Tiki Drink: Pinky Gonzales

Tiki Drink: Pinky Gonzales

Let’s try another recipe from Trader Vic’s Tiki Party, shall we?
Here we go:


  • 2 oz. Inocente tequila
  • .5 oz. fresh squeezed lime juice, save the lime half.
  • .5 oz. Cointreau
  • .25 oz. simple syrup
  • .25 oz. orgeat
  • 2 cups crushed ice

Shake all thoroughly together and pour without straining in to a double old-fashioned glass.
Garnish with the spent lime half, and whatever else looks good from the produce department.

This is a decent little low-ball cocktail. Given all the Mai Tai mania that has gripped the cocktailosphere lately, it should be apparent to many of you that this is essentially the Trader’s take on a Mai Tai with tequila. The Pinky Gonzales is certainly sweet, but it’s not sticky or cloying. There are a lot of flavors here and they open up in your mouth as you sip, with that tequila bite showing up on the back end. It is very clean on the mouth afterwards, which is an odd feature of a lot of tequila drinks. Tequila has that funk that announces itself in no uncertain terms, but that funk also seems to clear the decks behind it. Of course, tequila will clear the decks cognitively too, if you let it.

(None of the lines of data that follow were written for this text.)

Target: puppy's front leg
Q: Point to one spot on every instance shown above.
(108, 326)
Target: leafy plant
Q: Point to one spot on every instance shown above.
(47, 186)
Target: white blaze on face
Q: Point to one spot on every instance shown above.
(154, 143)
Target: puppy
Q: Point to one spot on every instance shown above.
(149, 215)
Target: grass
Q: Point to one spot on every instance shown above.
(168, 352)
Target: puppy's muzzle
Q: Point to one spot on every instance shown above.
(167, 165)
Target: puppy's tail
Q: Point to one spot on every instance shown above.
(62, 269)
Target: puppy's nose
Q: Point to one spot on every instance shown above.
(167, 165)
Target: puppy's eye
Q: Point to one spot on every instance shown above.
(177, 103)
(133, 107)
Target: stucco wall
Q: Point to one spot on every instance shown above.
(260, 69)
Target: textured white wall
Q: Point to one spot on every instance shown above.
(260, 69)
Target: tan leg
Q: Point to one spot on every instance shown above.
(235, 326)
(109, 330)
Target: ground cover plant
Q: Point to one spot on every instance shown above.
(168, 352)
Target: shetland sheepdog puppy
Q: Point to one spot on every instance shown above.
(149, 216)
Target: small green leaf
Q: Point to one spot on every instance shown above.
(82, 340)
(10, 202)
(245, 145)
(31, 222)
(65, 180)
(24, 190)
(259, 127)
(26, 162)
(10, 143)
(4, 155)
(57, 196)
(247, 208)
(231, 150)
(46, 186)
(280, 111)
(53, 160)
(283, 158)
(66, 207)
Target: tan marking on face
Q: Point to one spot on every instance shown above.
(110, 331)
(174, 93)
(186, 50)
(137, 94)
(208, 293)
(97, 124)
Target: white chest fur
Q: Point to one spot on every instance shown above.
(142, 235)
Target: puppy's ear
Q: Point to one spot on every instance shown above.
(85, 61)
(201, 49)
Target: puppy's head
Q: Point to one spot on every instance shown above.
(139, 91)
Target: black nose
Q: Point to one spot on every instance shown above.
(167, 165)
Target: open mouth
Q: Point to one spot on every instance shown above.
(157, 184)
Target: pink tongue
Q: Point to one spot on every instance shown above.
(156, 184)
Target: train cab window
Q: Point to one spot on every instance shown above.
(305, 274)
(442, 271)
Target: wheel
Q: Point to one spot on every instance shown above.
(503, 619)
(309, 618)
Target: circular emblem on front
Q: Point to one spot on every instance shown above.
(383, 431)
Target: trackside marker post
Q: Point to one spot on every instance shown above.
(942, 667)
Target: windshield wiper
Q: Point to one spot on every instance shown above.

inocenteI’ll throw in a word or two here about the tequila I used, Inocente. This triple-distilled white tequila is one of the gentlest tequila’s I’ve ever encountered. If you like the funky background in Margaritas, but stay away from other tequila cocktails because of the severely in your face character of the spirit, Inocente is a damn good tequila to broaden your horizons with. If you intend to do some shots, and want to make sure your crowd will go for a second round, Inocente is a very smooth choice that should scare off the minimum number of drinkers. If the softness of the liquor is not sufficient incentive, you can tell them that the company claims that the triple distillation process reduces the hangover-inducing contaminants.
If you are a serious connoisseur of tequila, you may find Inocente a bit bland, or over-processed. That’s OK, no liquor should be all things to all people, or we’d have no need for all this wonderful variety we have.
As a final note, the bottle they use is gorgeous, and deserves a spot on your display shelf. When I finish this bottle, I’ll be reusing it in-house, either on the bar for infusions, or in the bath for homemade bath unguents. Reduce—Reuse—Recyle!

So how does the Pinky Gonzales compare to its progenitor? Is it better than a classic Mai Tai? Hush your mouth! It lacks the melded depth of the Mai Tai, probably because tequila lacks the depth of old or mixed rums. I considered that this might be put down to the Inocente’s purity, but I imagine that if you used a more full-flavored (more impurity-laden?) tequila, you would get less meld more than more depth. Overall, the drink is still a nice little diversion. I’ll probably make it again for myself at some point, and I’ll certainly keep its recipe on hand in the event a guest wants something with tequila and it’s a Tiki night.
And there are some other more general things to discuss about Tiki that the Pinky Gonzales illustrates.
I had never thought of the spent lime halves I produce so many of these days (shut up, Gabe!) as having any use beyond clogging the disposal. Yet, this was only the first of many drinks I’ve run across which employs the lime shell as a proposed garnish. It works surprisingly well. A lot of Tiki garnishes seem a bit of a waste of good ingredients, but this one is essentially free. Reduce—Reuse—Recycle! See? Wouldn’t Al Gore be proud? I’ll bet that Pinky Gonzaleses are all they serve at his house….
Finally, I gotta talk about the name: Pinky Gonzales. It’s… well, it’s a bit stupid really. And I’m sure it’s politically incorrect. (Maybe the staff doesn’t serve these at Chez Gore.) BOTI member Dr. Bamboo examined the whiff of blasphemous that appealed to stuffed-shirt WASPs of the old days. Perhaps the tinge of politically incorrect that pervades most of Tiki (not just the Pinky Gonzales) is part of the resurgent appeal of Tiki today. Political religions aside, the name is silly. And lots of Tiki Drinks have silly names, e.g. Doctor Funk of Tahiti, The Colonel’s Big Opu, and The Zombie. Before the month is out, I’m going to come up with one decent Tiki drink of my own and give it a completely ridiculous name….


  1. Janis Bosenko

    6 March

    I have quite a few Pinky Gonzales ceramic mugs from my early drinking days. They are certainly politically incorrect but fun.